I like Mike’s comment: It is interesting how a “Do Your Own Thing” response can sound so authoritarian. I also caught that, and for a moment this weekend I was ready to burn brightly into the velvet black of a weblogging night (fried Rogi, anyone?). But then my foot hurt and my mind went in other directions.

Thoughtful commentary and what I would expect from Mike. Even though he’s not had Ben & Jerry’s Phish Food ice cream.

I’m OK. You’re OK. Weblogging is OK.

Categories
Weblogging

The comments

My last posting demonstrates that some of the best writing that occurs at this weblog occurs within the comments rather than within the posting, itself.

Still continuing the theme of how much to share online. When does sharing stop and uncontrolled dumping of self begin.

There was a point made, and a good one, that if you can write in a manner that is coherent than both the reader and the writer gain from the experience, regardless of the content of the writing. If your emotions are so strong, the rage so heavy, the fear so overwhelming, the despair so great that you can no longer communicate in any meaningful manner than the sharing becomes confusing to the reader and ultimately a betrayal of self online. The writer regrets the written. If you write something you regret having written than you’ve crossed the line. The content doesn’t matter as much as the end result.

So, how far does one take the coherency?
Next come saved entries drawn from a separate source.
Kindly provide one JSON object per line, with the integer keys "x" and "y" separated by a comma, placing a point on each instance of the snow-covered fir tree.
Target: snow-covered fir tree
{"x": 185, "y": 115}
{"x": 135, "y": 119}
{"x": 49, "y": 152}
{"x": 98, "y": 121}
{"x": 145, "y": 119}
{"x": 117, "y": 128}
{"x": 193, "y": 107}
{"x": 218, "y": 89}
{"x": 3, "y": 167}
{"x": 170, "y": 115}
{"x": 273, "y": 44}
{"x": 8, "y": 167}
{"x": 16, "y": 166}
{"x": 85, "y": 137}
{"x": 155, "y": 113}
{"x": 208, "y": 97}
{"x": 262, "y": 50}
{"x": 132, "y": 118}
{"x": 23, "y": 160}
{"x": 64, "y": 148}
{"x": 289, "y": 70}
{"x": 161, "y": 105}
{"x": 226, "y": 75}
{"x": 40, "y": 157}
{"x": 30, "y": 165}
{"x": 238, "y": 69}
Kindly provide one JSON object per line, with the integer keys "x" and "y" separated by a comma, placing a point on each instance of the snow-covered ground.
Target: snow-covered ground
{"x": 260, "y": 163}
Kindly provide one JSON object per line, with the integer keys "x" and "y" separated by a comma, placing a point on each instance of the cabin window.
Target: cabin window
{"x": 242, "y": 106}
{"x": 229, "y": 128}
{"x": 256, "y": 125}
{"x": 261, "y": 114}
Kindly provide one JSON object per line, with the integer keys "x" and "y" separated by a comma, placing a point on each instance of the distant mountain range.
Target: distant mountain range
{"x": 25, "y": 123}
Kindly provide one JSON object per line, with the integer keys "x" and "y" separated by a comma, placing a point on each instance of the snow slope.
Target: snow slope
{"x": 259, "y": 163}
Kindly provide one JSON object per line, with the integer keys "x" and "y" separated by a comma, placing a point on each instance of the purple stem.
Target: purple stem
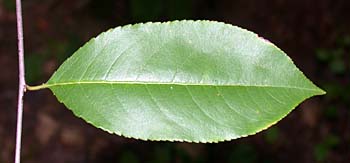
{"x": 22, "y": 84}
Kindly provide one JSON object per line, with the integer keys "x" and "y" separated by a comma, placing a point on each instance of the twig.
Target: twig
{"x": 21, "y": 85}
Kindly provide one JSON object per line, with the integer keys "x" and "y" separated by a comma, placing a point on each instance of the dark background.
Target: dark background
{"x": 314, "y": 33}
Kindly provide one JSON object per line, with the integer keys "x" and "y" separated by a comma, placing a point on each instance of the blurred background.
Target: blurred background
{"x": 314, "y": 33}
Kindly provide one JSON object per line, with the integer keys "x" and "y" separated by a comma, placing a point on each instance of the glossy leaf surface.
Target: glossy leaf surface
{"x": 194, "y": 81}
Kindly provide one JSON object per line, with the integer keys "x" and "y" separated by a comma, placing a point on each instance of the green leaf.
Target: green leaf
{"x": 193, "y": 81}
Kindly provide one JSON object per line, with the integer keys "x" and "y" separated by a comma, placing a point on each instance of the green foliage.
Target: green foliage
{"x": 272, "y": 135}
{"x": 194, "y": 81}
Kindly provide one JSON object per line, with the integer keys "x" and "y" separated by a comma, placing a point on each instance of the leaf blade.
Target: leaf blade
{"x": 156, "y": 80}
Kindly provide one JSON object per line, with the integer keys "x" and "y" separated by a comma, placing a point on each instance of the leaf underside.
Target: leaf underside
{"x": 193, "y": 81}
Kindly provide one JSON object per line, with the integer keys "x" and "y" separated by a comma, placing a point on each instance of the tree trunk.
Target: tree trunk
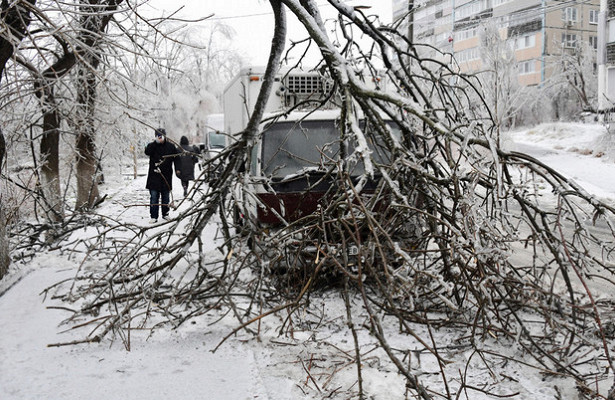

One can write of emotions from an intellectual viewpoint, and the writing can be rich. However, at times the intellectualization of writing flattens the peaks and fills in the troughs of our experiences, our feelings.

The cluetrain folks were mentioned in the comments so let’s consider them for a moment:

I read David Weinberger or Doc Searls and they have a wonderful way with words, but there is an intellectualism at times in their writing that makes me uncomfortable with my own weblog postings. Does this make sense?

However, I read Chris Locke when he is in rare form and I feel that one can pour out your inner self and it becomes art, and it becomes literature, and it becomes something ultimately rewarding to the reader and the writer.